コロナというのは、多分この前家に来たあの女の子の事だろう。
すごく礼儀正しくて、逆にこっちが困惑するくらいだったのを覚えている。

そんなことを思い出していると、お客さんが店から出てきた。ようやく私たちの番だ。
店員に促され、四人がけのテーブルに腰掛けた。
内装もなかなか綺麗で、どこか翠屋に似ている気もする。
翠屋以外の喫茶店に行ったことがあんまりないから、そう思うだけかもしれないけど。

「ヴィヴィオ、決めた?」
メニューを眺めているヴィヴィオに声をかける。
すると、待っていましたと言わんばかりの勢いでこっちを見上げてきた。よっぽど楽しみにしていたらしい。

「うん。コロナおすすめのチョコレートケーキと、紅茶のセットにするよ」
そう言ってヴィヴィオが指差したのは、メニューの一番上。
『当店のおすすめ』と書いてるところからも、このお店の一番人気なんだろう。
じゃあ私はチーズケーキとコーヒーにしようかな。これで決まっていないのはなのはだけなんだけど。

「なのはは、どう、」
私の言葉はそこで止まった。視線の先にいるなのはが、メニューを凝視していたからだ。
その表情は真剣そのもの。到底声をかけられるような雰囲気ではない。

でも私たちの後にも並んでいる人がいるのは事実。
あまり長く考えているというのも、その人達に悪い気がする。
仕方ないな。

「なのは、何にするか決めた?」
「えっ!?」
本当に驚いたみたいで、眼を丸くするなのは。なんだか少し可愛い。

「だから、何を注文するか決めた?」
「う、うん。アップルパイとコーヒーのセットにするよ」
ようやくなのはの注文を聞き取ると、店員を呼び止めた。

オーダーしたものはすぐにテーブルに届いた。
3種のケーキにコーヒーと紅茶。どれも美味しそう。やはり見た目というものは大事なんだろう。
桃子さんの作るケーキも見ただけで美味しそうだと分かるから。

「じゃあ、いただこうか?」
「うんっ!」
私の問いかけに大きく頷くヴィヴィオ。
フォークでケーキを切ると、口へ持っていってパクリ。刹那、幸せそうな笑顔。
連れてきてよかった、なんて考えながら私もチーズケーキを口に入れる。
甘さ控えめのケーキは、予想以上に美味しかった。思わずなのはに声をかけてしまう。

「美味しいね、なのは?」
だが返事がない。
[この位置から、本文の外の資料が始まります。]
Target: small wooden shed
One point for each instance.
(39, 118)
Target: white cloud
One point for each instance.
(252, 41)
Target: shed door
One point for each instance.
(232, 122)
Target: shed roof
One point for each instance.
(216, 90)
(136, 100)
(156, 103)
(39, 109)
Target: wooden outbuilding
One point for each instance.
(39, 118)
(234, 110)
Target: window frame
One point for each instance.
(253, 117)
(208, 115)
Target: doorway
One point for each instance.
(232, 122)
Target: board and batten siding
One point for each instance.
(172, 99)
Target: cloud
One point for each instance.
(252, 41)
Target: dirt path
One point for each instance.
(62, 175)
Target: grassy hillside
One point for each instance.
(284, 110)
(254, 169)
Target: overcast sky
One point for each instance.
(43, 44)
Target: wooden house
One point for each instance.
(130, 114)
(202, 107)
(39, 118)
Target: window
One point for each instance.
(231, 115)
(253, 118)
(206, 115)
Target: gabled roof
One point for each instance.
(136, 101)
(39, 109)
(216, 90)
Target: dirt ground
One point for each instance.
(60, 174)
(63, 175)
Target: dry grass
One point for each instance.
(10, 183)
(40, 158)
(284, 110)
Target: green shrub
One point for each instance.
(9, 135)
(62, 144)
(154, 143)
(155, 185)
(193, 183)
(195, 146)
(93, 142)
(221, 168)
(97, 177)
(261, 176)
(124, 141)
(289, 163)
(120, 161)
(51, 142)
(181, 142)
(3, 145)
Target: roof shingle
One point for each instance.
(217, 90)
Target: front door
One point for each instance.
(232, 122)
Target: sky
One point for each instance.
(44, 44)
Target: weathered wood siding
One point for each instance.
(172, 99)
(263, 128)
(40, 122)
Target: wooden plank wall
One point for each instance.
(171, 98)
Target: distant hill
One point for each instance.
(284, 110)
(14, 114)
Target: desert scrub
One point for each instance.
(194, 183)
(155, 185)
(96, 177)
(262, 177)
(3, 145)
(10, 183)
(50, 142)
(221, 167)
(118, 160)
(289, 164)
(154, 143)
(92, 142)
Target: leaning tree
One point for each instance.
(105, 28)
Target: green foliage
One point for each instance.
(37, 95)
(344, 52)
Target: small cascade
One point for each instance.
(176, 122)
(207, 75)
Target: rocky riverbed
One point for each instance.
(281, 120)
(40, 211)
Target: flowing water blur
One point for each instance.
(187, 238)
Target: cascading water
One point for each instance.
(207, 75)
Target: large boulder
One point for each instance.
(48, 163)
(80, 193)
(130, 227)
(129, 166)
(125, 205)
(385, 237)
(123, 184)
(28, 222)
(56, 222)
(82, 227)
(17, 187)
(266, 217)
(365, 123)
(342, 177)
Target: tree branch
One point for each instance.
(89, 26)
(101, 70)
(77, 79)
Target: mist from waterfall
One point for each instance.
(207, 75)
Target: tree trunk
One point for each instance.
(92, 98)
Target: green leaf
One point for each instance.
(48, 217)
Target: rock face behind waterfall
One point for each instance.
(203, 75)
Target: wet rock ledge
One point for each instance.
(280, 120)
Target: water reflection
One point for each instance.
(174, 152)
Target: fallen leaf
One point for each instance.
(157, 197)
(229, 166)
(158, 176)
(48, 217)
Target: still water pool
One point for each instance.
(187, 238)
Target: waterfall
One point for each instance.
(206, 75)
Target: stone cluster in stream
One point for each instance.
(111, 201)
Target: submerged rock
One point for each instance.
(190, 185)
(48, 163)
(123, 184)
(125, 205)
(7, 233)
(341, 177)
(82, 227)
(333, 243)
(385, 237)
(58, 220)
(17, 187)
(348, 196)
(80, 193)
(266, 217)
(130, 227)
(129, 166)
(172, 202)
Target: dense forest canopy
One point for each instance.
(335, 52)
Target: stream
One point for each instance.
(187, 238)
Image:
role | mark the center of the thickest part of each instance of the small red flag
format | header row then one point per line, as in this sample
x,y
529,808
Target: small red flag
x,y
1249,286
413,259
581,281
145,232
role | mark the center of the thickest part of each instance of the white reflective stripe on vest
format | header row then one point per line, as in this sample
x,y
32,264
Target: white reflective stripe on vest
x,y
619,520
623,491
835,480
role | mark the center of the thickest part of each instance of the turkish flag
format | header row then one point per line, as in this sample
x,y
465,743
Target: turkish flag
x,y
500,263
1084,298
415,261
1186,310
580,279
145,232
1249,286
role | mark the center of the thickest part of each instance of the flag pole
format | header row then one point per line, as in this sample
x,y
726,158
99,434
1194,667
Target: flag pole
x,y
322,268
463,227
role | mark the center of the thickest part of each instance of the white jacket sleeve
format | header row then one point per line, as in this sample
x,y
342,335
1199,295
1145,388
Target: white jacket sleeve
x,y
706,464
それに驚きながら妻の方を見る。
するとそこには、先ほどと同じような顔を浮かべたなのはがいた。
眉間に皺を寄せて、自分が頼んだアップルパイを凝視している。

【どうしたの、なのは?】
【にゃっ!ビ、ビックリしたぁ~。もう、驚かさないでよ】
何か人に言えない訳でもあるのかと思って念話を使ったけど、驚かせてしまったみたい。
勿論確信犯だけどね。

「それで、どうかしたの?」
今度は声に出して尋ねる。するとなのはは苦笑いを浮かべながら、私の質問に答えてくれた。
「別にたいしたことじゃないよ。これでも一応、両親が喫茶店をやってるからね。
色々気になっちゃうんだよ、メニューとかケーキとか」
「なるほど。なのはらしいね」
心からの私の言葉。

でも、なのはは不満みたい。少しだけ頬を膨らませて、微妙に視線を逸らす。
その様子が面白くて、つい笑ってしまった。
「もう、笑わなくてもいいじゃない」
「ごめんね。でも、なのはが可愛くて」
さらに拗ねたように頬を膨らませる。

きっと気づいていないんだろうけど、その様子がさらに微笑ましさを増す要因になっているのだ。
つまり私が笑いを止めることはない、ということ。
「ひっどぉ~い。いいもん、フェイトちゃんにはもうお菓子作ってあげないんだから」
精一杯の脅迫。でもなのは、私には効かないよ。だって君の眼は、優しそうに微笑んでいるから。
だから私も、笑いながら謝る。それが私たちのルールだから

「ゴメンなさい、なのは。だからそんなこと言わないで」
「ダメです、許しません」
微笑みながらの喧嘩。でももうこらえきれなかった。一瞬目が合った途端、私たちは笑い出した。

「はぁ、ふたりとも外でもいつも通りなんだね」
ヴィヴィオがそう言うのが聞こえた。まったくその通り。これが私たちのいつも通りだ。

こうして私たちの休日は、いつも通り過ぎていった。
「まったく、ふたりとも場所を考えてよね。わたしまで恥ずかしくなっちゃったじゃない」
「「はい、すみません」」
いつも通りヴィヴィオに怒られながら。